Open-Access: This article is an open-access article that was selected by an in-house editor and fully peer-reviewed by external reviewers. It is distributed in accordance with the Creative Commons Attribution NonCommercial (CC BY-NC 4.0) license, which permits others to distribute, remix, adapt, build upon this work non-commercially, and license their derivative works on different terms, provided the original work is properly cited and the use is non-commercial. See: http://creativecommons.org/Licenses/by-nc/4.0/
Corresponding author: Dagmar Steinmair, MD, Research Fellow, Department of Psychoanalysis and Psychotherapy, Medical University of Vienna, Währinger Gürtel 18-20, Wien 1090, Austria. dagmar.steinmair@meduniwien.ac.at
Received: February 23, 2021 Peer-review started: February 23, 2021 First decision: July 15, 2021 Revised: July 19, 2021 Accepted: November 20, 2021 Article in press: November 20, 2021 Published online: December 19, 2021 Processing time: 294 Days and 17.8 Hours
ARTICLE HIGHLIGHTS
Research background
Emotional reactivity in patients with borderline personality disorder (BPD) due to dysfunctional processes is still a concept being developed. Specifically designed psychotherapies for BPD have significant, modest benefits over TAU. The effects of psychotherapy on BPD are still insufficiently understood. Substantial heterogeneity of processes and populations studied contributes to varying research results when investigating the effects of different treatment methods, and whether they differ from each other.
Research motivation
The question was whether similarities and differences between psychoanalysis (PSA) and psychodynamic psychotherapy (PDT) in BPD would be detectable, especially in terms of emotional reactivity in the patient-therapist interaction.
Research objectives
We aimed to study repetitive interaction patterns in patients with BPD undergoing either psychoanalysis or psychodynamic therapy.
Research methods
Within a retrospective study framework, we compared matched PSA (n = 10) and PDT (n = 10) BPD patients’ treatment sessions.
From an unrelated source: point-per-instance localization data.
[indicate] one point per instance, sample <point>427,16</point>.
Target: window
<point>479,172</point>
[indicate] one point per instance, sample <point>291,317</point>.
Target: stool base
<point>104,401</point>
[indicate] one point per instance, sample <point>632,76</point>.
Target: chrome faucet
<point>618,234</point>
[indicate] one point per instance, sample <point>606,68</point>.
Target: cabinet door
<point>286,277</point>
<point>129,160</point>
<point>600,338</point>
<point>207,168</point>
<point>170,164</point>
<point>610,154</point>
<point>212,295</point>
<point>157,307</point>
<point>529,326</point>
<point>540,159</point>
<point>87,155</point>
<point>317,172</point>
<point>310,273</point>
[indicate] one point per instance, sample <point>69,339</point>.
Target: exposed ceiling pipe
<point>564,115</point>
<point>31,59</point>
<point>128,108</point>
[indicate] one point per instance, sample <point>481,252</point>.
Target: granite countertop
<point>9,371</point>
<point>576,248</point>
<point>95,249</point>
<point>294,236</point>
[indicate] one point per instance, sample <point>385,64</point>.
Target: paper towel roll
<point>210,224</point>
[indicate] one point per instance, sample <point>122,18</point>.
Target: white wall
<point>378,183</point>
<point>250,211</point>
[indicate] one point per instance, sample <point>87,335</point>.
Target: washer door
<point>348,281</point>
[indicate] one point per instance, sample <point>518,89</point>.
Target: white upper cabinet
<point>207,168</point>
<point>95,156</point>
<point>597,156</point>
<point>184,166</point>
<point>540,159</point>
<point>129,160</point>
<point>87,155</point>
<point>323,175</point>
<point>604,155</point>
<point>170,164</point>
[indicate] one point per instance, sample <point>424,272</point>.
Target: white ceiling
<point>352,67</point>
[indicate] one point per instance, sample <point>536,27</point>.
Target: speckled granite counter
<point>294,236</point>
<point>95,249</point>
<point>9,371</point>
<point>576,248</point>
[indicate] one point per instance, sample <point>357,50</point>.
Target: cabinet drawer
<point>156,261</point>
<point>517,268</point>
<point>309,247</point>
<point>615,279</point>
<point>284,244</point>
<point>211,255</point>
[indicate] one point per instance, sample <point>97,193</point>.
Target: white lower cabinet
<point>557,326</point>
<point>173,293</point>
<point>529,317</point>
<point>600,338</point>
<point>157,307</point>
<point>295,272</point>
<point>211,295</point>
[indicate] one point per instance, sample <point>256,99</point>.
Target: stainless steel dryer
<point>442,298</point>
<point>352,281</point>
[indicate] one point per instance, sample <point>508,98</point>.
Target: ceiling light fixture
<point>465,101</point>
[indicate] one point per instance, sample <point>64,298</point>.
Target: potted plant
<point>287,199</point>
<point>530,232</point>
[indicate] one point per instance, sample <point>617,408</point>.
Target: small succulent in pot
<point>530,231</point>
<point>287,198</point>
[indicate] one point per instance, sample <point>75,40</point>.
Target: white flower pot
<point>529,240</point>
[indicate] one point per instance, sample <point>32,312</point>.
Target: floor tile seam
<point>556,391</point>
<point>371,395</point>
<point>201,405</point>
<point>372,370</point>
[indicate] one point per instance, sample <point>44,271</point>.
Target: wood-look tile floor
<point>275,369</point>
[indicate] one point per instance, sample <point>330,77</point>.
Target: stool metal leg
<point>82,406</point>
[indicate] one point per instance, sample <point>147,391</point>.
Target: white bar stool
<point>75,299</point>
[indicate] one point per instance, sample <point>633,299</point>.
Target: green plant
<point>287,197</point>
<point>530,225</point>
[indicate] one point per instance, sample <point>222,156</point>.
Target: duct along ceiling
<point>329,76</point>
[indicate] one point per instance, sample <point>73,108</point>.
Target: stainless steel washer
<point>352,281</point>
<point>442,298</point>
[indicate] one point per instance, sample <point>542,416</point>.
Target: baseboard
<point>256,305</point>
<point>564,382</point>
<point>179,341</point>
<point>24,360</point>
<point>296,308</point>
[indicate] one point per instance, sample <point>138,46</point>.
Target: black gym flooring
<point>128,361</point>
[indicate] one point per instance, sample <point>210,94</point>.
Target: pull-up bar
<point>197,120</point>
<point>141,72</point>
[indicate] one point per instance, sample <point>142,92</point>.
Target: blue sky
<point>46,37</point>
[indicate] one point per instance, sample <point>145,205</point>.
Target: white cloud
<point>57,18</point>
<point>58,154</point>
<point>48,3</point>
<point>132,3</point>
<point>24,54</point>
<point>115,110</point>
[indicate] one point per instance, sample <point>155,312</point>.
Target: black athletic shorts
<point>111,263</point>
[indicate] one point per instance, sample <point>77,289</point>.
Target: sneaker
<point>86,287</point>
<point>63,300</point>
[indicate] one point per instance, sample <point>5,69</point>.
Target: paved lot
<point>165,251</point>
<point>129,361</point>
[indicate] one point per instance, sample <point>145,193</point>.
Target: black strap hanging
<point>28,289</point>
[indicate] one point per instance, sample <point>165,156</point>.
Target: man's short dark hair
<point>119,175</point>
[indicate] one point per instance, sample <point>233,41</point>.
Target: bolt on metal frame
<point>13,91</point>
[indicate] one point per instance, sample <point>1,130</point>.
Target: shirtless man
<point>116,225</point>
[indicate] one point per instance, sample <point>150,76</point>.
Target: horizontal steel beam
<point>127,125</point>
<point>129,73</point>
Five consecutive sessions were recorded and analyzed, with evaluation of effects compared to baseline over three years. Patient characteristics (including affect regulation and personality traits), quality of object relations, as well as related therapeutic actions, were analyzed (micro-process analysis).
Research results
Differences between PSA and PDT were significant when analyzing the “mean change” in the Shedler-Westen Assessment Procedure Borderline variable after one year of therapy (P = 0.024). Variance of observed change was higher in PSA than in PDT (SDPSA ± 9.29 vs SDPDT ± 7.94). Transference interpretations are followed closely by affective changes in the patient, and were useful modes of interaction.
Research conclusions
PSA and PDT were both effective in BPD. Interactional aspects differed between the two treatments.
Research perspectives
As BPD patients are a very heterogeneous population, further research should focus on investigating optimal matching of BPD patients to specific modes of affect regulation, as well as which specific level of personality functioning would benefit from a given therapy modality.